Curiously, in HSB the trial judge submitted two sets of reasons, one dealing with the original evidence and the other dealing with the fresh evidence that the accused lead for his alibi defence. The SCC concluded that, despite the complications that this bifurcation created, it was not fatal to the decision-making. The Court also addressed the curious matter of the trial judge re-opening the trial to accept new evidence after he had already entered a guilty verdict, saying this is “highly unusual and not the desirable way to proceed.”

The SCC’s judgments in both REM and HSB make it clear that an appellate court’s authority to overturn a trial judge’s decision on the basis of insufficient reasons is severely limited. An appellate court should always show deference to the trial judge, and can only declare her reasons insufficient if they provide no foundation for conviction:

Appellate courts must ask themselves the critical question […]: do the trial judge’s reasons, considered in the context of the evidentiary record, the live issues as they emerged at trial and the submissions of counsel, deprive the appellant of the right to meaningful appellate review?
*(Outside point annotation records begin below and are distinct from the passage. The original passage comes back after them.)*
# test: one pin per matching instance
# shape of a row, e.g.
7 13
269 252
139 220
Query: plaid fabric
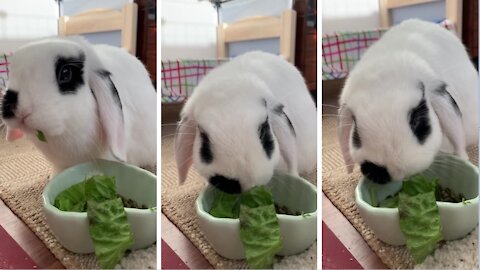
180 77
341 51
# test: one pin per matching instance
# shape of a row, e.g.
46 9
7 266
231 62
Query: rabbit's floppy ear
285 133
450 118
110 111
184 138
344 127
14 134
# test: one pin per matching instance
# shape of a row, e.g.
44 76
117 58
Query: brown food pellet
285 211
129 203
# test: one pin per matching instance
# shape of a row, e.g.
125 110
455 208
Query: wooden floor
32 245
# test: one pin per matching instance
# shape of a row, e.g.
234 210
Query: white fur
71 123
227 105
383 87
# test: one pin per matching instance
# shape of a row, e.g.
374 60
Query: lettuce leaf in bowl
108 224
420 223
72 199
109 230
259 227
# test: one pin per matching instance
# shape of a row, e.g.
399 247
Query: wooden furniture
453 11
147 36
260 27
103 20
306 41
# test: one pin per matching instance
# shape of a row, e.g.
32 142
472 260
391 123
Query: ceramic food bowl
457 219
71 228
298 232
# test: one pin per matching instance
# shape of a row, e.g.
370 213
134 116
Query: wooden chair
453 11
104 20
260 27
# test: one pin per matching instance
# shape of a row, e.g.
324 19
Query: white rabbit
412 94
89 101
246 118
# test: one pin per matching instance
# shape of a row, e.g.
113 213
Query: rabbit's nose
9 104
225 184
376 173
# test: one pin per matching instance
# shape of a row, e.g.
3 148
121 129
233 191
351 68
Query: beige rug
178 204
339 187
23 175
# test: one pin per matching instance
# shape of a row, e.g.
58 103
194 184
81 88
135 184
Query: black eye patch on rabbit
418 119
69 72
206 154
265 136
9 104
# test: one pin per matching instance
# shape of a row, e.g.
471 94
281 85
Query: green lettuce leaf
419 184
390 202
419 217
225 205
72 199
259 228
109 230
260 235
108 223
100 188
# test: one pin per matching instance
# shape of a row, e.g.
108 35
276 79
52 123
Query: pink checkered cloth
341 51
180 77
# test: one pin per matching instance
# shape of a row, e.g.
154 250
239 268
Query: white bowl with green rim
457 219
298 232
71 228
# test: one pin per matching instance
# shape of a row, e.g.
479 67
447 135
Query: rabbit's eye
266 139
419 121
69 73
65 75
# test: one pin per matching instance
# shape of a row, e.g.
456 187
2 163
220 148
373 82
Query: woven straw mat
339 187
178 204
24 172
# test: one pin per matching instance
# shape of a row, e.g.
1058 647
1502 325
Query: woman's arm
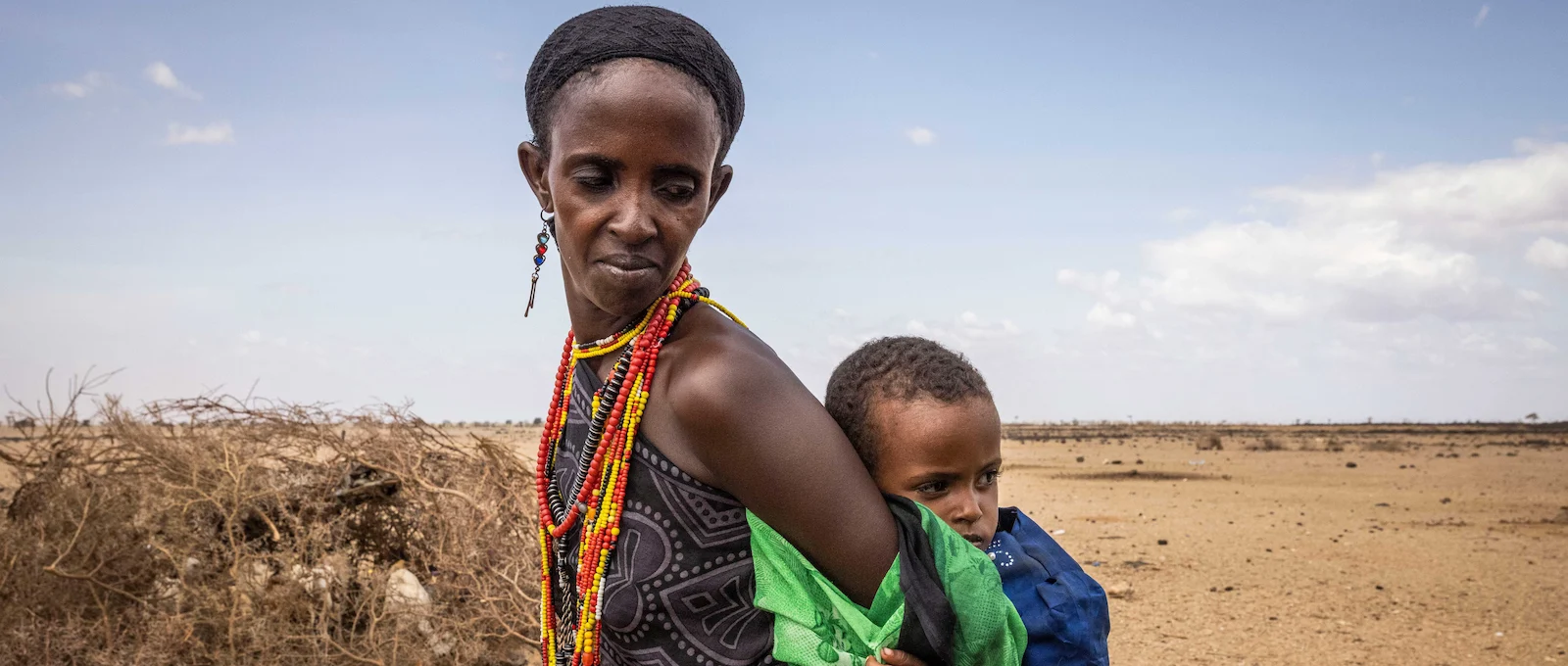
760 436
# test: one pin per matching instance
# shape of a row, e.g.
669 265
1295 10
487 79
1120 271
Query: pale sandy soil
1296 558
1450 548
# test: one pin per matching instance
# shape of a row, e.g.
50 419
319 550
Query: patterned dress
679 587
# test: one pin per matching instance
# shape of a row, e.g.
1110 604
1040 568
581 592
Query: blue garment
1065 611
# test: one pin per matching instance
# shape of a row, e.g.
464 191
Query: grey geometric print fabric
679 587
There is a risk that the Court’s decision in these two cases will lead to barer-boned judgments from trial judges. Now that the Court has allowed the use of the trial record and other contextual instruments to fill in the gaps of a written decision, some trial judges may be tempted to write more skeletal reasons. However, the risk is unlikely and outweighed by the consequences of raising the standard of sufficiency. Require trial judges to write more comprehensive reasons would clog the criminal justice system with retrials, since decisions that did not carefully detail every step of the judge’s reasoning process would be deemed inadequate. Raising the standard would also necessitate greater intervention from appellate courts in evaluating a trial judge’s performance. Instead, the SCC’s decision treats trial judges with greater deference and encourages greater efficiency in the criminal process.